With the war in Ukraine, however, things have started to move. In the face of the Russian threat, EU countries have pledged to invest more money in their military and defense industries, and Brussels does not want to be left out of this development. You have to make a “quantum leap forward” according to the “Strategic Compass”, the EU’s security policy document published in spring. Borrell, the foreign affairs representative, believes that without “hard power”, that is, without military clout, the rest of the world will not take you seriously.

Aside from the US, nobody spends as much on defense as the European Union

Defense effort, 2020, in billions of dollars

But what exactly has the EU to show so far apart from the announcement that it will provide a new intervention force with 5,000 soldiers? As early as 2004, a comparable formation was set up in the form of the (until now unemployed) «battle groups».

The two most impressive recent projects are directly related to Ukraine. One is the joint procurement of armaments for the attacked country, financed through the so-called European Peace Facility. This fund was originally intended to help African partner countries that cannot afford to buy arms in Europe. The fund is endowed with 5.7 billion euros, and it is not part of the regular EU budget, which expressly excludes financing of military projects.

No power, just a moderator

The second is a training mission for around 15,000 Ukrainian soldiers, which is also funded by the Peace Facility. The training program EUMAM Ukraine envisages imparting military basics and special skills, for example in demining, protection against chemical and nuclear weapons or cyber defence. The operation is controlled from Brussels, the two subordinate headquarters are in Poland and Germany. The mission is scheduled to start next week.

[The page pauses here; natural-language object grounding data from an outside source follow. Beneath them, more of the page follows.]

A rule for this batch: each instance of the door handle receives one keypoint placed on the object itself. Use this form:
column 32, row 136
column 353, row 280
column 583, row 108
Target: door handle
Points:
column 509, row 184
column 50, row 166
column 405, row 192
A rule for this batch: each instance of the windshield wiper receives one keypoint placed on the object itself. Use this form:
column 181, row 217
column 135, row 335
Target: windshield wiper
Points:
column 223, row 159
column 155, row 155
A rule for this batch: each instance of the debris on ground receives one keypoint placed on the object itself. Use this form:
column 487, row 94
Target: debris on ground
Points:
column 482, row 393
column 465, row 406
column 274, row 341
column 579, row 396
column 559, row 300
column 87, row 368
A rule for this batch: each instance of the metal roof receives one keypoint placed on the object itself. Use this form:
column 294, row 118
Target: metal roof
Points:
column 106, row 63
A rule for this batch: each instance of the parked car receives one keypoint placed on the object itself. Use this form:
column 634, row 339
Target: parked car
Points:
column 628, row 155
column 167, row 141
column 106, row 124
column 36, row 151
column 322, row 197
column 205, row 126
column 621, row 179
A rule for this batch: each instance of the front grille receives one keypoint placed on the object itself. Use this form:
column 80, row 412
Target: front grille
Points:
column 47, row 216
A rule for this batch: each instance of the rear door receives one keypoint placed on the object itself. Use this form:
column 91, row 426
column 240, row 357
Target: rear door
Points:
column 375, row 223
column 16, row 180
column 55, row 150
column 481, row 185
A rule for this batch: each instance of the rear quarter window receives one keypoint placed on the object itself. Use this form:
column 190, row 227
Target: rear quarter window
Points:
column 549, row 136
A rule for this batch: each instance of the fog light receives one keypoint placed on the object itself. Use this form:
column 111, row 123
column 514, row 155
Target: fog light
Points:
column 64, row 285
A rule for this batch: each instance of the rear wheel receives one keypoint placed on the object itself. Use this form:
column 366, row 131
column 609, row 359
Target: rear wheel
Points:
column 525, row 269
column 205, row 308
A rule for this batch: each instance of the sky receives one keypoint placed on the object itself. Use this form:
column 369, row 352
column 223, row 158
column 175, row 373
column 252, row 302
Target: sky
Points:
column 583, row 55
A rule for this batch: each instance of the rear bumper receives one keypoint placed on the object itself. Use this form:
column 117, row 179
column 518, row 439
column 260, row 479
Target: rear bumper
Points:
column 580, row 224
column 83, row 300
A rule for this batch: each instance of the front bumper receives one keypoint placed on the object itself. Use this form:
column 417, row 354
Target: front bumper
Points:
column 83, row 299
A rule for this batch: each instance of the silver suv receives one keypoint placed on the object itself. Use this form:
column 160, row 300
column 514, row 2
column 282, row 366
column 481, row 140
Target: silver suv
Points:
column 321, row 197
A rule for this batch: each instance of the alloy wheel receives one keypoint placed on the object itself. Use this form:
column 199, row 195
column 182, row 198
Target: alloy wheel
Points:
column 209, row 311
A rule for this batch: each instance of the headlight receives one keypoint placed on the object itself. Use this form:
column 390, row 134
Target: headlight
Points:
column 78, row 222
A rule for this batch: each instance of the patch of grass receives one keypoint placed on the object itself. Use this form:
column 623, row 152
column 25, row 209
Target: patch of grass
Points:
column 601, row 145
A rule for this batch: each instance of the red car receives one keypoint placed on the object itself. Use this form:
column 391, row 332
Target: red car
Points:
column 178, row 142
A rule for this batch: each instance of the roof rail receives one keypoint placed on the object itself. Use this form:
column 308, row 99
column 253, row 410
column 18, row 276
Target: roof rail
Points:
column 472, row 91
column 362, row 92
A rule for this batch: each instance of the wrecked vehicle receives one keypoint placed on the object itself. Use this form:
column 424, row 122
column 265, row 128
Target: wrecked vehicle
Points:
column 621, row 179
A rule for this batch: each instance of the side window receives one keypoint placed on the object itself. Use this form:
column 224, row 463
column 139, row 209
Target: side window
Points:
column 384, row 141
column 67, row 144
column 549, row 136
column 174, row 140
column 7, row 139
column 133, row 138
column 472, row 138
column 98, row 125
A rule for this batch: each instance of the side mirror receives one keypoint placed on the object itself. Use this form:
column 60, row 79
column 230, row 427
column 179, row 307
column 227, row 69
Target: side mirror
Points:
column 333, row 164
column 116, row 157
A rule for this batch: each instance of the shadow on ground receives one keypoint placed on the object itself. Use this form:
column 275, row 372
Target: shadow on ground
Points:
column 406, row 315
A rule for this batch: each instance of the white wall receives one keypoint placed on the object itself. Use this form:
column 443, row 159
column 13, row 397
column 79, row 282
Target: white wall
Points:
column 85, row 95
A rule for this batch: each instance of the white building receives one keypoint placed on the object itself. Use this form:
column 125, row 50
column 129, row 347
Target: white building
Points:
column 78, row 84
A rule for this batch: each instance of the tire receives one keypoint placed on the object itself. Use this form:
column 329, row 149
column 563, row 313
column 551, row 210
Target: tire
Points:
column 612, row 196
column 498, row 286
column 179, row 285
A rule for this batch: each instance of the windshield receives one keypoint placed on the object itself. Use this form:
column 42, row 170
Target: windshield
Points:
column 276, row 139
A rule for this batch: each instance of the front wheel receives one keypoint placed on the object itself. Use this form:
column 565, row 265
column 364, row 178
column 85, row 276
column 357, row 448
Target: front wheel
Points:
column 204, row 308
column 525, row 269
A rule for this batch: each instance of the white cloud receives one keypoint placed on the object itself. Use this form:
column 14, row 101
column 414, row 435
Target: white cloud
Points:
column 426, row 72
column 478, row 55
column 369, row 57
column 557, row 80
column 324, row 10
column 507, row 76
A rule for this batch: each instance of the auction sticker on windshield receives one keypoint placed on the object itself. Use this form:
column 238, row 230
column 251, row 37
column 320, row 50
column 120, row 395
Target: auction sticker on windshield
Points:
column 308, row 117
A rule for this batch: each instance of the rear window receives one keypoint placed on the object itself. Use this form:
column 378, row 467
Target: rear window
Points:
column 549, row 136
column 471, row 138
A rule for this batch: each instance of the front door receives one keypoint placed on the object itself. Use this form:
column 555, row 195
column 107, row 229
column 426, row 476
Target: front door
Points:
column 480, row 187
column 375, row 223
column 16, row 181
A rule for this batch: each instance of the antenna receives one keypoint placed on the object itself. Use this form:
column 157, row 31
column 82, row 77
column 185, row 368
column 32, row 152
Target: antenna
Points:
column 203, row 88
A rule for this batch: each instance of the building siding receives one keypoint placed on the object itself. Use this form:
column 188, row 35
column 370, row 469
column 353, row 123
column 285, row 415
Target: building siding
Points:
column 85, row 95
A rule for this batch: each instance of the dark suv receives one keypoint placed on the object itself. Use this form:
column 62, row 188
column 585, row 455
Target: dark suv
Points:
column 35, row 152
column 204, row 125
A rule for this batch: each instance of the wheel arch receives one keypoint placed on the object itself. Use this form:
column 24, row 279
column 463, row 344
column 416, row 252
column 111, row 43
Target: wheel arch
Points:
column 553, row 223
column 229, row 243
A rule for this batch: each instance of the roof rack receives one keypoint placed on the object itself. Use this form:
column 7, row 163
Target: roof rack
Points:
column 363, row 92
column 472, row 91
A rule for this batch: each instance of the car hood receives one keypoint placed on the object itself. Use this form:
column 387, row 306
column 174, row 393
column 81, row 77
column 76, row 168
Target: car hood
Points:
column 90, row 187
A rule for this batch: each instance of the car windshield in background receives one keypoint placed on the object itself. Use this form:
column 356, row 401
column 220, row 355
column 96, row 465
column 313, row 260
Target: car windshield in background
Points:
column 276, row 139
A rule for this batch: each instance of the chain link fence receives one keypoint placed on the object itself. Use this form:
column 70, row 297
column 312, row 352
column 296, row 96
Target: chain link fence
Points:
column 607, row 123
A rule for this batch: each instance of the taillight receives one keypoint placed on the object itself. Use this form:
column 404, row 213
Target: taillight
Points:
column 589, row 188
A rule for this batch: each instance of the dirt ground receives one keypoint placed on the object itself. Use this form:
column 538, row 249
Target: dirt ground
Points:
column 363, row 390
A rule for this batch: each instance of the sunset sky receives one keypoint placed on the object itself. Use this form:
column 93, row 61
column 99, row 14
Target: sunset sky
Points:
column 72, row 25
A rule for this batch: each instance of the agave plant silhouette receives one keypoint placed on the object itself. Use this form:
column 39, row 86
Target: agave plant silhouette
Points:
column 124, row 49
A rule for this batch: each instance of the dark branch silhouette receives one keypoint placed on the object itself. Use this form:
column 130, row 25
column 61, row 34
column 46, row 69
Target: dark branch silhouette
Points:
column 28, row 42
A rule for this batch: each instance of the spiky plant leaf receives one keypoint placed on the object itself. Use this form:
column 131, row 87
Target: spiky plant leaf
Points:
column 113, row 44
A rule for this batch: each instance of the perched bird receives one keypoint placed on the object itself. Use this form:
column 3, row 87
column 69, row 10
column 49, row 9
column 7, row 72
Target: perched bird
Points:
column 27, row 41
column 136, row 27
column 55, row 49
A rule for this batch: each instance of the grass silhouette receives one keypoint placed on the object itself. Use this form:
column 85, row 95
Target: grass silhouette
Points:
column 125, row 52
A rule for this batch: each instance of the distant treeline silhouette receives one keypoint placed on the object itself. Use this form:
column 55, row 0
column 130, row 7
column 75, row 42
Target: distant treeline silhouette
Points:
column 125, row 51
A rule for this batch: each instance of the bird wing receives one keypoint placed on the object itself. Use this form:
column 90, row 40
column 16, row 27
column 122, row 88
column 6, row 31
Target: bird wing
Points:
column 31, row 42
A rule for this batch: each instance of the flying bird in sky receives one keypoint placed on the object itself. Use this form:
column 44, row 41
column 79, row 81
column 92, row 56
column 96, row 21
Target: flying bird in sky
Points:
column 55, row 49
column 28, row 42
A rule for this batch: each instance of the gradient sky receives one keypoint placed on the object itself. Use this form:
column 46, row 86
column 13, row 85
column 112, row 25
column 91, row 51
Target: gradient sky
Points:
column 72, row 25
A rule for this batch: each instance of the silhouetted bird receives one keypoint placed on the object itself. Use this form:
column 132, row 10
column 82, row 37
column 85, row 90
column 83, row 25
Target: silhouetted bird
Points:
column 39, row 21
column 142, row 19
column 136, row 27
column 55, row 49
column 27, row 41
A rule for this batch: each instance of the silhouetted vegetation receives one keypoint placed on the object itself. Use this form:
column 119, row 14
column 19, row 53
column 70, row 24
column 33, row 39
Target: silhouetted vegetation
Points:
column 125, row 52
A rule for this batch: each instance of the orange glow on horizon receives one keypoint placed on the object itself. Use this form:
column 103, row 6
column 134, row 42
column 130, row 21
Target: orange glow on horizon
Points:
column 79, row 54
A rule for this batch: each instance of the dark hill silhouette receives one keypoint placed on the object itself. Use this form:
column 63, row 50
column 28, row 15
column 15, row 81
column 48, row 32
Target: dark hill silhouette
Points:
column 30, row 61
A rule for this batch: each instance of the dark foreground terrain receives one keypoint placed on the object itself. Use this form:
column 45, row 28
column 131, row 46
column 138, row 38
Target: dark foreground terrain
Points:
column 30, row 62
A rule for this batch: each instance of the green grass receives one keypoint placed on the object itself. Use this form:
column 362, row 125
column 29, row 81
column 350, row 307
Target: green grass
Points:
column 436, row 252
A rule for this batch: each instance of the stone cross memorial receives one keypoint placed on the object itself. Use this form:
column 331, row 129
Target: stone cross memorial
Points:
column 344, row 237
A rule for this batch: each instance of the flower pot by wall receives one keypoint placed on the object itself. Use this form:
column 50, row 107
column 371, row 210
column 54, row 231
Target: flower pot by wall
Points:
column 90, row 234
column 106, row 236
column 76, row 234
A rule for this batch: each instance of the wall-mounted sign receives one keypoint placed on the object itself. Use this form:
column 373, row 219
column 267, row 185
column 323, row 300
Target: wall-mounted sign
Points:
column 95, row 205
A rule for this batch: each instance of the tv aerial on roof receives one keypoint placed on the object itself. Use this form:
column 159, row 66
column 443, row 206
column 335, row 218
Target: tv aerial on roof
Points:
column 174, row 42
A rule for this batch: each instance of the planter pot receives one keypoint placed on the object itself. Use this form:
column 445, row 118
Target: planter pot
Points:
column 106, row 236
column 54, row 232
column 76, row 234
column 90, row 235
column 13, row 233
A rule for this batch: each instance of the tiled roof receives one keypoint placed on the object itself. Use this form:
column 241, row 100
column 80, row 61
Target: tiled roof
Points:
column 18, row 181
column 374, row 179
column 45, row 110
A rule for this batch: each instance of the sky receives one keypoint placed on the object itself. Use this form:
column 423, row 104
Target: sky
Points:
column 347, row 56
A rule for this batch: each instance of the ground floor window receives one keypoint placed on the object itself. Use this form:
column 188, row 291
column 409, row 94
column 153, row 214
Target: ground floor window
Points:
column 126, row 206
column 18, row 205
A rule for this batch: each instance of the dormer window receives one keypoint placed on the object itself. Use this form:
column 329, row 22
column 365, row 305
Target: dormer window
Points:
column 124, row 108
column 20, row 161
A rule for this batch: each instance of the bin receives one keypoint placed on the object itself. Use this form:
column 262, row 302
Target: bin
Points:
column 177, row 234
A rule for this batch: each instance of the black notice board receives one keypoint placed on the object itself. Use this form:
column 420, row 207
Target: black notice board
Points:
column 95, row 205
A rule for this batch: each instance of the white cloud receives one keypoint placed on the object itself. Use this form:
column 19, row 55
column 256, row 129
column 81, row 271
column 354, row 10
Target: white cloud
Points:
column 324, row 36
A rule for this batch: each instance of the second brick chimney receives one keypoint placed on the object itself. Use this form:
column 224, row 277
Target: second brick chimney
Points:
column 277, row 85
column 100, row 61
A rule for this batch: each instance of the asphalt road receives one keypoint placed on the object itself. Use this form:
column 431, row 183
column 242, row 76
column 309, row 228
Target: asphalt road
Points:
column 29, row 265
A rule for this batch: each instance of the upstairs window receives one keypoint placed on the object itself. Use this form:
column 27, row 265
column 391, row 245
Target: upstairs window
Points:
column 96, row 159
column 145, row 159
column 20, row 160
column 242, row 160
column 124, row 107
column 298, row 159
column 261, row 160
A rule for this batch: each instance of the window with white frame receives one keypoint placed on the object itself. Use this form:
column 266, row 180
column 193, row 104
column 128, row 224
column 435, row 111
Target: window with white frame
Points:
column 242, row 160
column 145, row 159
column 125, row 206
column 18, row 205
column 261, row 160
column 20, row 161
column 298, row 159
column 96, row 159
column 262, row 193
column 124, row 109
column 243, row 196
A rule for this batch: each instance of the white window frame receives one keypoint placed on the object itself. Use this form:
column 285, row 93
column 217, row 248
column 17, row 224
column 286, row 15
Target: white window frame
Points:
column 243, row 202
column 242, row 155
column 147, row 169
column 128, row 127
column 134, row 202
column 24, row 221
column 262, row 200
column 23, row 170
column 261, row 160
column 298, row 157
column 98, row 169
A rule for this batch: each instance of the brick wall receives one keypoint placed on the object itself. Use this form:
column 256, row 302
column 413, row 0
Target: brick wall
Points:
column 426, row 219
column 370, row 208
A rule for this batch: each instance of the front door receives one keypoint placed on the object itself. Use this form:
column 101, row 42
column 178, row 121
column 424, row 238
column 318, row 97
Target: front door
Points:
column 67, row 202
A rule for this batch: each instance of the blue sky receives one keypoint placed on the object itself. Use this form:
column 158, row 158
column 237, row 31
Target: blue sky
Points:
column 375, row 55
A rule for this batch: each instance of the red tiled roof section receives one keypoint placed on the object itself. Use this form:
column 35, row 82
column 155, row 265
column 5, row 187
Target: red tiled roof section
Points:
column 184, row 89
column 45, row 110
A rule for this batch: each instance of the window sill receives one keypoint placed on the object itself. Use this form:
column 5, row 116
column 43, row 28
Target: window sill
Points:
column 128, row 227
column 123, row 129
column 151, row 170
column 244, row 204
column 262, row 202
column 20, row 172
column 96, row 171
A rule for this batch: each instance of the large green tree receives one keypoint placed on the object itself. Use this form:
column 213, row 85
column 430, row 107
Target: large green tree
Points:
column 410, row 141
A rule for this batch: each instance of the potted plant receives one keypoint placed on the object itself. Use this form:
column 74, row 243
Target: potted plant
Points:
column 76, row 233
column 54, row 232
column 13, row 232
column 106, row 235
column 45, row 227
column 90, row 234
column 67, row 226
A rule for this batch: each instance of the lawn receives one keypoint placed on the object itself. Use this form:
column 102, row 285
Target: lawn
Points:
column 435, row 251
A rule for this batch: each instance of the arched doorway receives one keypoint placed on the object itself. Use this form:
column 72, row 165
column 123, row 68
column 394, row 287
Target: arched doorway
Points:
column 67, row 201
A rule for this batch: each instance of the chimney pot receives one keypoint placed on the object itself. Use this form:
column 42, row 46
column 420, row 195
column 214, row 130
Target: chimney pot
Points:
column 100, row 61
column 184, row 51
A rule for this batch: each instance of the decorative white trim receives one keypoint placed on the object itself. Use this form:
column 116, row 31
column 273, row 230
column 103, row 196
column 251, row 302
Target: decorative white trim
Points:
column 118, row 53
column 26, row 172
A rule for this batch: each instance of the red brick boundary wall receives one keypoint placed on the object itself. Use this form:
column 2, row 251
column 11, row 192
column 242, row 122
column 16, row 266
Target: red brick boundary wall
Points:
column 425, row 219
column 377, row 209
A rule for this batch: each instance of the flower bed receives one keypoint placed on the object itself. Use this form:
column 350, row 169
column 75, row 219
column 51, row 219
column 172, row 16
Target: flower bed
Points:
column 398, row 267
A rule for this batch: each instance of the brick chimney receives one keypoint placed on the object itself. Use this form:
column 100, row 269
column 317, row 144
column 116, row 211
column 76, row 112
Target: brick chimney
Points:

But are the examples enough to call the EU a military power? The defense expert Christian Mölling from the German Society for Foreign Policy in Berlin would rather speak of a “moderator” than a military actor. There is too big a gap between the high ambitions of Brussels and the reality in which the core business of peacekeeping is organized by the nation states.

Even the training mission for the Ukrainians was ultimately not a great success, says Mölling: “The Americans and British have been training Ukrainian soldiers since 2014, and several EU countries have been since the beginning of the war. It is only now, in the ninth month of the war, that the initiative is coming from Brussels, and it is not yet clear what added value it will bring.”